Knowing Your Data

When creating a point-in-polygon solution, it is important to understand how your data will affect the performance and choices of which Spectrum operation you will use, and some of the limiting factors of your data.

Where is your data? Knowing where your data is located and what type of data you are going to have for your solution is important. For example, having TAB files on the file system vs data in a DBMS will change performance of your operation. Spectrum pushes the processing of certain operations (spatial joins) down to the database (e.g., Oracle and SQL Server) which will increase your performance. For example, operations similar to the following:

Select a.id, b.id from flood_plane a, customers b where MI_Contains(a.geom, b.geom)

What is the geometry format? There is a difference in performance when using a MapInfo native geometry format vs a file with x/y format (e.g., CSV file with lat/long values). To improve performance, consider using a x/y format instead of MapInfo native geometry format.

Is your data static or changing? If you know your data is not changing (all or just some of your data), and you are using the Query Spatial Data operation, there is a configuration option when creating your named resources that can greatly improve performance. In Spectrum this is know as volatility. By default, all resources have volatility set to true. This means Spectrum is assuming that the data can change at any time, and has to check the data each time it is accessed to determine if it has changed and decide if it needs to load new data.

So how does volatility affect point-in-polygon operations?. If you have volatility set to true, and even if the data source has not changed, just the matter of checking the resource will decrease performance. If you know your data is not going to change, and performance is a requirement, then turn off volatility. If performance is an issue, and you know some of your data is going to change (say client lists or survey points), but some of your data is not going to change (parcels or land or sales areas), then make sure volatility is turned off on as many of your static data as possible. This will increase performance. For more information on volatility and how to change this setting for resources, see Data Source Volatility.

Are you using TAB files? When using TAB files, you have the ability to maintain a pool of open file handles to avoid the expense of opening and reopening every time the file is read. Spectrum Spatial will use the file handle pool for native TAB files whose volatility setting is false. Native TAB files include native Extended and Seamless TAB files. All tables in the Spectrum Spatial repository are, by default, volatile (true). Volatility for Native TAB files means that the schema could change at any time. To take advantage of this performance boost, set the volatility setting to false in Spatial Manager. In general, setting volatility to false is recommended if the data will only be changing at known time periods or not at all.

The file handle pool is enabled by default. To turn it off, go into \server\modules\spatial\pool-tab.properties and set tab.cache.enabled to false. You must restart the server for the setting to take effect.

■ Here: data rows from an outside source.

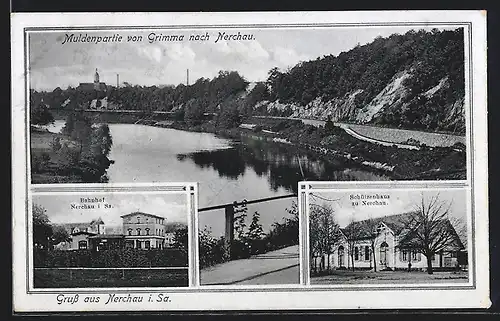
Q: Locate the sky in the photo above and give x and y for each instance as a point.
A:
(400, 201)
(173, 207)
(53, 63)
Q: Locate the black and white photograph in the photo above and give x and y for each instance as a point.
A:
(390, 237)
(110, 240)
(248, 114)
(252, 110)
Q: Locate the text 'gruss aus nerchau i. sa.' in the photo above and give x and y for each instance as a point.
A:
(153, 37)
(113, 298)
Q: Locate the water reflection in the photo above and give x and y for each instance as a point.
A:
(283, 165)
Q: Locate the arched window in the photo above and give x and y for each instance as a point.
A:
(384, 252)
(341, 256)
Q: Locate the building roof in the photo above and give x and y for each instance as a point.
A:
(142, 213)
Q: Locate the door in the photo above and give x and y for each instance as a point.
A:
(341, 256)
(384, 253)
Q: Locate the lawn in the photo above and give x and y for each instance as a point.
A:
(389, 277)
(113, 278)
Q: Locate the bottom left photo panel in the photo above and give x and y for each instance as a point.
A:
(125, 238)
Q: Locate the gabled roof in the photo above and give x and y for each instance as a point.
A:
(142, 213)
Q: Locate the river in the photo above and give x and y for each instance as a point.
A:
(226, 170)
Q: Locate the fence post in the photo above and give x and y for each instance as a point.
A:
(229, 228)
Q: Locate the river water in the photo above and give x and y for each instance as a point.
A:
(226, 170)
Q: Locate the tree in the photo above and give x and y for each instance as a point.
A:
(428, 229)
(325, 231)
(372, 232)
(59, 235)
(329, 126)
(42, 229)
(193, 112)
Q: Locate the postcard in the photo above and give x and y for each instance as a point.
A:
(249, 161)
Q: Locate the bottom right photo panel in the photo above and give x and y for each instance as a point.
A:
(388, 236)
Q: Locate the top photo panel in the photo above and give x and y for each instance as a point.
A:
(248, 110)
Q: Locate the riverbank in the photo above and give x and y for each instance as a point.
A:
(78, 156)
(426, 163)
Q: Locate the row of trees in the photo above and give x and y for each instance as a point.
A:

Configuration of the file handle pool is done through the tab-file-handle-pool.properties file, also located in the \server\modules\spatial folder. Among the properties are the maximum number of handles that can be allocated to the pool (maxTotal), the maximum number of allocated handles per file (maxTotalPerKey), and the minimum length of time a file handle can sit in the pool unused before being closed (minEvictableIdleTimeMillis).

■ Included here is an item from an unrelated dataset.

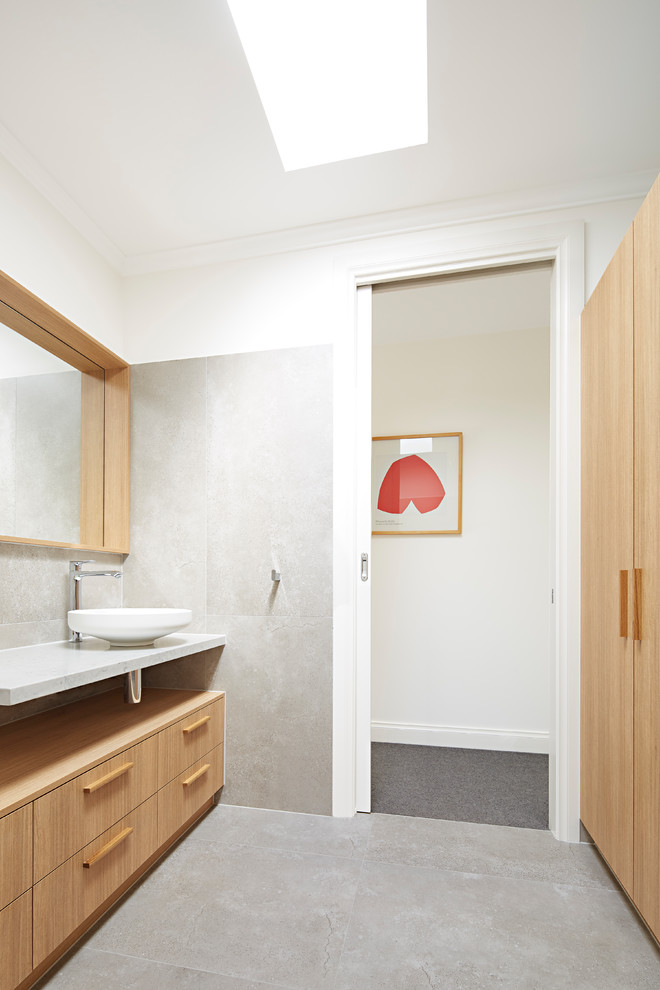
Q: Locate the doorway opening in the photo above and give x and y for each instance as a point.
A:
(460, 624)
(431, 252)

For seamless tables, there is general formula for maximizing the performance of the file handle pool. Specifically, you have to calculate the maximum number of handles that can be allocated to the pool (maxTotal). Use the following steps to calculate the maxTotal:

  1. Find the seamless table with the most number of sub-tables, and note the number of sub-tables (#ofsub-tables).
  2. Determine the number of threads you are using (#ofthreads).
  3. The formula is (3 + (3 x #ofsub-tables)) x #ofthreads = maxTotal. If your seamless tables do not have .ind files, the formula is (2 + (2 x #ofsub-tables)) x #ofthreads = maxTotal.

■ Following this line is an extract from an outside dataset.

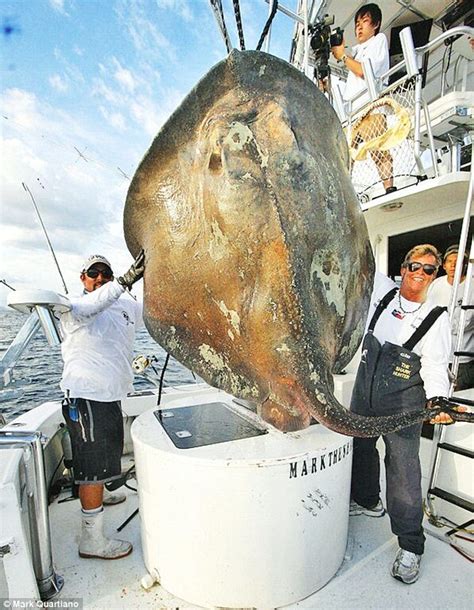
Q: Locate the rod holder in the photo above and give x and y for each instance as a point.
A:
(409, 52)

For example, if you are using the entire seamless USA table, there are .ind files, there are 54 sub-tables, and you are using 8 threads. The calculation for maxTotal is (3 + (3 x 54)) x 8 = 1320.

Note: There is a potential issue, depending upon which OS you use, you may run out of open files handles.
Note: The value of maxTotalPerKey should be increased to the number of threads you are using, if you are using more than 10 threads.